Waffenhilfe statt Lebensschutz?

Der Ukraine-Krieg und die Forderung nach militärischer Unterstützung aus dem Westen stellen die christlichen Kirchen in Deutschland vor ein ethisch-moralisches Dilemma

Benjamin Krysmann, Pressesprecher des Erzbistums Paderborn, verweist auf unsere Anfrage hin auf kontroverse Diskussionen. „Grundsätzlich stellen Waffenlieferungen in Kriegsgebiete dieser Welt ein ernstes Problem und eine noch größere Herausforderung für die Weltgemeinschaft dar. Ethische Fragestellungen und moralische Urteile können pauschal nicht getroffen werden“, betonte Krysmann. Georg Bätzing, der Vorsitzende der Deutschen Bischofskonferenz, habe mehrfach differenziert Stellung bezogen. „Bischof Bätzing erklärte unter anderem, dass es die Aufgabe aller Christen sei, stets Frieden zu suchen und zu unterstützen. Dankbar erwähnte er die Gruppen in der Kirche, die unermüdlich mahnen, dass Waffen Gewalt zunächst verschärfen können statt zu lindern.“

Bischof Georg Bätzing (Mitte), der Vorsitzende der Deutschen Bischofskonferenz, bei einem Gottesdienst. (Foto: Christian Pulfrich/CC BY-SA 4.0 via Wikimedia Commons)

Am Ende bleibe ein Dilemma, sagt Krysmann. Die Kirche ringe sich keineswegs leichtfertig dazu durch, „die Position zu vertreten, dass bei ungerechtfertigten Angriffen und Aggressionen als Ultima Ratio Unterstützung manchmal auch durch Waffenlieferungen legitim sein“ könne. „Das hat auch die Leitung des Erzbistums vor Augen, wenn sie Krieg, Gewalt und Hass verurteilt und die hoffnungsreiche Botschaft des Evangeliums dagegenstellt. Die schwierigen Diskussionen, aber vor allem auch das schier unerträgliche Leid so vieler Menschen sind leider immer noch nicht zu Ende. Wo das alles endet, weiß wohl niemand vorherzusagen. Was bleiben und im Glauben hoffentlich von Gott nicht unerhört bleiben wird, sind die Gebete der Menschen um Frieden und Gerechtigkeit.“

Kardinal Marx: „Bin kein Pazifist“

Für den Münchner Erzbischof, Kardinal Reinhard Marx, sind Waffenlieferungen an die Ukraine „das kleinere Übel“. In einem Interview sagte der Kardinal, der lange als Vertrauter des Papstes galt: „Ich selbst bin kein Pazifist und sehe keinen besseren Weg, den Angegriffenen zu helfen.“ Zugleich nimmt Marx aber all jene in Schutz, die Waffenlieferungen aus pazifistischer Überzeugung heraus ablehnen: „Auch mit unseren Waffen werden Menschen umgebracht. Ich finde es schlecht, dass Pazifisten mittlerweile als Dummköpfe runtergemacht werden“, sagte der frühere Vorsitzende der Deutschen Bischofskonferenz.

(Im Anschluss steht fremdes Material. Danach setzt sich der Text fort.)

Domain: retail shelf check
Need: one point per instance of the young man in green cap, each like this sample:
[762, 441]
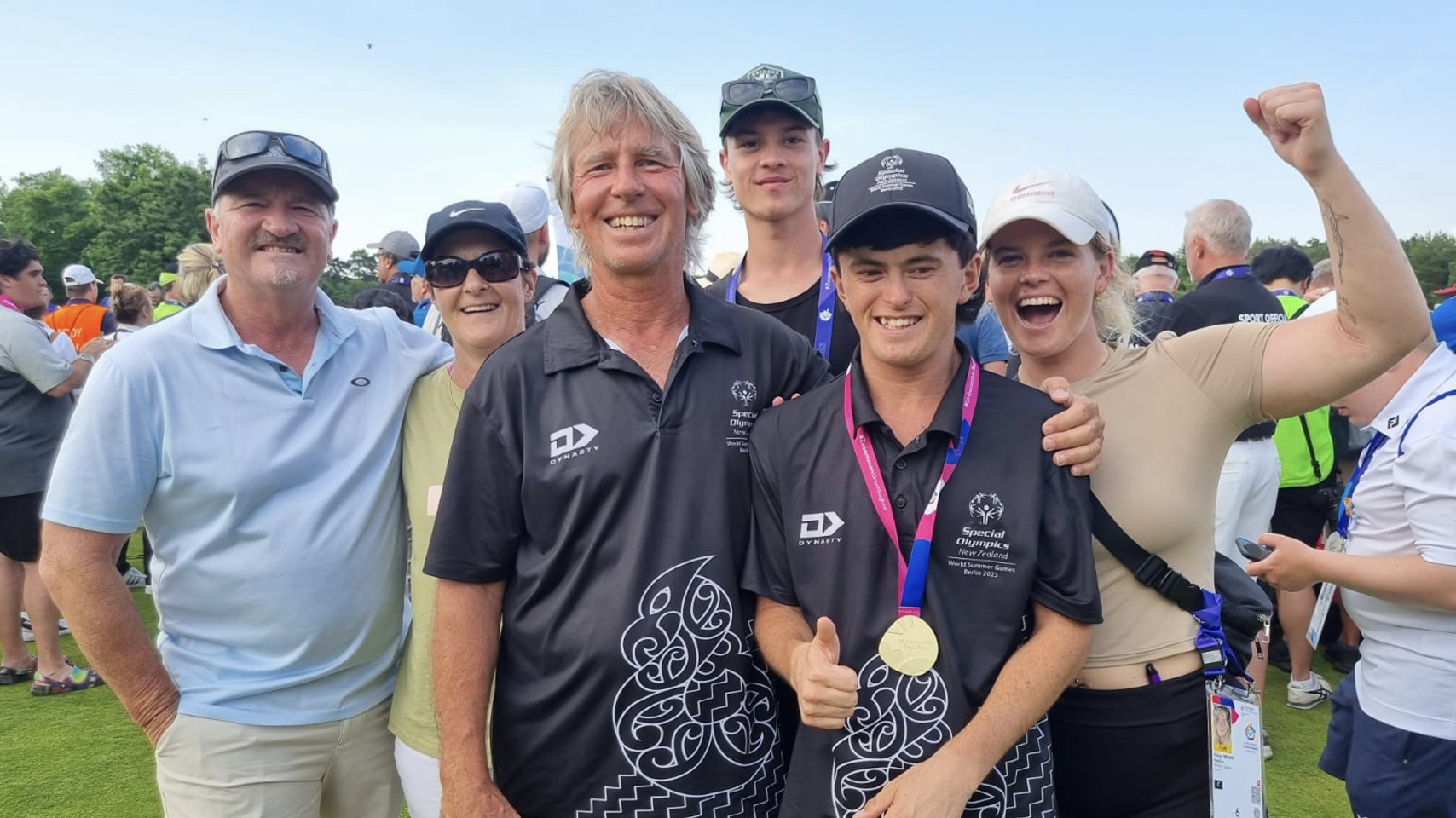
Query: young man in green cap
[773, 156]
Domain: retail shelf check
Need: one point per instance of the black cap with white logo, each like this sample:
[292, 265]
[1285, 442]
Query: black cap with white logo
[491, 216]
[902, 178]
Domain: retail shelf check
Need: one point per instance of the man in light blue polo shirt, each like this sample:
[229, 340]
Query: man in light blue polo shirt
[264, 460]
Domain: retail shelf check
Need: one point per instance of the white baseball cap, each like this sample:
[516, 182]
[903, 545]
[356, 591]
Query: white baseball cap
[529, 203]
[78, 275]
[1061, 201]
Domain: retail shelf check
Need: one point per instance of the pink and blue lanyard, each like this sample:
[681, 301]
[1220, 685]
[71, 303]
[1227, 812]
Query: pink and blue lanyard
[912, 575]
[824, 319]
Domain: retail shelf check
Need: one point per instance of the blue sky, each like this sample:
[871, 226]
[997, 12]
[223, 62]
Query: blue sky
[458, 100]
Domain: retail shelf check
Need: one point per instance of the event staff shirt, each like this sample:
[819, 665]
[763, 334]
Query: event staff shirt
[618, 516]
[800, 314]
[1011, 530]
[273, 503]
[1232, 299]
[1406, 504]
[31, 423]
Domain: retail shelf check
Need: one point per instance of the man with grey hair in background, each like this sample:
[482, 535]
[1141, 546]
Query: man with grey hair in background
[606, 612]
[1216, 248]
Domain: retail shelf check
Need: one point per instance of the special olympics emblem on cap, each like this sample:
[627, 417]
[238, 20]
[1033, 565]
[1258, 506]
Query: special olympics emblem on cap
[766, 73]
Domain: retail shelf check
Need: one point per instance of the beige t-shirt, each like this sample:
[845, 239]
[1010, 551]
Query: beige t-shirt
[430, 419]
[1172, 409]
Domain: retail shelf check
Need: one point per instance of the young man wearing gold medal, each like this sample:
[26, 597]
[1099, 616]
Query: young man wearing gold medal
[929, 608]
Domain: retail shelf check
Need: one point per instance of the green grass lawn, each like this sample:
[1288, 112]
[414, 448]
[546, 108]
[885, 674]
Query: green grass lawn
[79, 756]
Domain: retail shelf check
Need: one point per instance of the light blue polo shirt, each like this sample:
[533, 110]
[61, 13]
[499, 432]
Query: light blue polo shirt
[273, 503]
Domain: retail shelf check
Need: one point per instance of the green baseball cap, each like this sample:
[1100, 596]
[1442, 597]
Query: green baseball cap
[773, 84]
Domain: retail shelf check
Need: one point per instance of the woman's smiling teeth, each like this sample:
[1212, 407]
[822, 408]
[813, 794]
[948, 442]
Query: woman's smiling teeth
[631, 222]
[1038, 310]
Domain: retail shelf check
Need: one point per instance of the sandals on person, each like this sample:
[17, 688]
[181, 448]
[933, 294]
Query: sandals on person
[79, 678]
[14, 676]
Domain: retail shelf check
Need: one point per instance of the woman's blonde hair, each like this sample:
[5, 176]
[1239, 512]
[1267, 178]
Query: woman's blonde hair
[199, 267]
[1112, 312]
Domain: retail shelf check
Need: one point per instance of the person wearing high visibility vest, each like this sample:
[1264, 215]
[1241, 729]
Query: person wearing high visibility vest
[1306, 487]
[82, 318]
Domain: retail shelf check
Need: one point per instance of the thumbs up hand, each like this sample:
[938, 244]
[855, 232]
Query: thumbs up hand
[827, 690]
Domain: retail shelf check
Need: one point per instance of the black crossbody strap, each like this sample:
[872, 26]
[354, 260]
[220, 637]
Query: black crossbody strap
[1149, 568]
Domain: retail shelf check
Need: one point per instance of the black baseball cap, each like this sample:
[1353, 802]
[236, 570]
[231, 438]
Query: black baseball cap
[491, 216]
[265, 150]
[902, 178]
[1157, 258]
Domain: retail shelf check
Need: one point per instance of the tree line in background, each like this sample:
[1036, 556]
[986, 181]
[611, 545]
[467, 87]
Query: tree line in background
[146, 204]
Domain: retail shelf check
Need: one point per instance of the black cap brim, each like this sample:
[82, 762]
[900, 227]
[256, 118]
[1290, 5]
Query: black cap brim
[956, 223]
[234, 170]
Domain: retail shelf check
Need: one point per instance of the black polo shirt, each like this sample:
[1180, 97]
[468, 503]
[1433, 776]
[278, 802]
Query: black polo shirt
[1012, 528]
[618, 516]
[1236, 299]
[800, 314]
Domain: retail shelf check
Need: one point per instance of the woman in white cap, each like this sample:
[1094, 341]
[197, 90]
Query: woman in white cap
[1065, 300]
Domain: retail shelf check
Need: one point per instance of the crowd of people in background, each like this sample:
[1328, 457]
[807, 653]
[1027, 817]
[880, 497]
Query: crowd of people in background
[907, 510]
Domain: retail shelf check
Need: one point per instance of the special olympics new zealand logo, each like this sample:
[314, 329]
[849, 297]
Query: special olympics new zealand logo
[986, 507]
[744, 392]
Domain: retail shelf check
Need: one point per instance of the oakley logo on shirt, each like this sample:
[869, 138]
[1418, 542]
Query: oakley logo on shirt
[818, 526]
[571, 441]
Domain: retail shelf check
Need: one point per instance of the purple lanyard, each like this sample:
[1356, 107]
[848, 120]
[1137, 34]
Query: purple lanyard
[1347, 501]
[912, 575]
[824, 319]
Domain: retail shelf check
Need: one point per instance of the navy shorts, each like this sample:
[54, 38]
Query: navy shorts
[1388, 772]
[20, 526]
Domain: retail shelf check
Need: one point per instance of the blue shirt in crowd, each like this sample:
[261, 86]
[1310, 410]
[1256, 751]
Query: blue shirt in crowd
[273, 501]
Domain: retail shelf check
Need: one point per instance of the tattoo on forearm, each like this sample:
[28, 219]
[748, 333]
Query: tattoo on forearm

Der Würzburger Bischof Franz Jung unterstützt Waffenlieferungen an die Ukraine – solange das Land eine Chance sieht, den Kampf für sich zu entscheiden. (Foto: Klaus Landry/CC BY-SA 4.0 via Wikimedia Commons)

Noch deutlicher positioniert sich der Würzburger Bischof Franz Jung. „Die Ukraine wurde völkerrechtswidrig von Russland mit einem Angriffskrieg überzogen. Dabei sind die Machtverhältnisse äußerst ungleich verteilt“, heißt es in seiner Stellungnahme, die unserem Portal vorliegt. „Solange die Regierung und die militärische Führung des Landes eine Chance sieht, den Kampf für sich zu entscheiden, die Besetzung des Landes abzuwehren und noch größeren Schaden abzuwenden, und entschlossen ist, nach Abwägung der ihnen zu Gebote stehenden Möglichkeiten und der zu kalkulierenden Gewinne und Verluste diesen Kampf weiter zu führen und dafür dann um Unterstützung bittet, sollte diese Unterstützung gewährt werden. Dabei muss die Bundesregierung entscheiden, in welchem Umfang und mit welchen Mitteln sie auf dieses Hilfeersuchen antwortet.“ 

Eskalation stoppen

Der katholische Theologe Clemens Ronnefeldt sieht derlei kirchliche Hinwendung zu militärischer Logik kritisch. „Ich fand es erschreckend, mit welchem Maße die katholische Bischofskonferenz und die EKD die Waffenlieferungen durchgewinkt haben“, sagte er der Zeitschrift „Publik-Forum“. Die russische Invasion will Ronnefeldt keineswegs rechtfertigen. Ihm geht es darum, eine weitere Eskalation zu stoppen. „Die Umsetzung der Forderung der ukrainischen Regierung nach vollständiger militärischer Rückeroberung von Krim und Donbass würde zu einem Blutbad führen und kann in den Dritten Weltkrieg münden“, warnte er. Das gelte es zu verhindern – auch durch klare Worte an Kiew.